Dr Sophie Lund Rasmussen added: “In fact, research into bonobos and chimpanzees, the closest living relatives to humans, has shown that both species engage in kissing. This may suggest that the practice of kissing is a fundamental behaviour in humans, explaining why it can be found across cultures.” The above two academics published their research in the latest issue of the journal Science.

The suspicion has been that the practice of kissing played an unintentional role in the sudden spread of some diseases. One of these is the herpes simplex virus 1 that is characterised by cold sores and fever blisters.

The researchers believe that this is doubtful.

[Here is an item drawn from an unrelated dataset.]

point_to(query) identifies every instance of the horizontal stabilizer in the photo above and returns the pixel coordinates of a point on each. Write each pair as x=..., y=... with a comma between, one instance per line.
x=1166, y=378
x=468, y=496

“If the practice of kissing was widespread and well-established in a range of ancient societies, the effects of kissing in terms of pathogen transmission must likely have been more or less constant”, said Rasmussen.

In fact, the same clay tablets that contain written evidence of those first smooches might mention a disease with symptoms similar to herpes simplex virus 1.

“It is nevertheless interesting to note some similarities between the disease known as bu’shanu in ancient medical texts from Mesopotamia and the symptoms caused by herpes simplex infections.

“The bu’shanu disease was located primarily in or around the mouth and throat, and symptoms included vesicles in or around the mouth, which is one of the dominant signs of herpes infection.”

The final say on whether kissing was a disease driver all that time ago might one day, the researchers believe, be solved by future research into ancient DNA.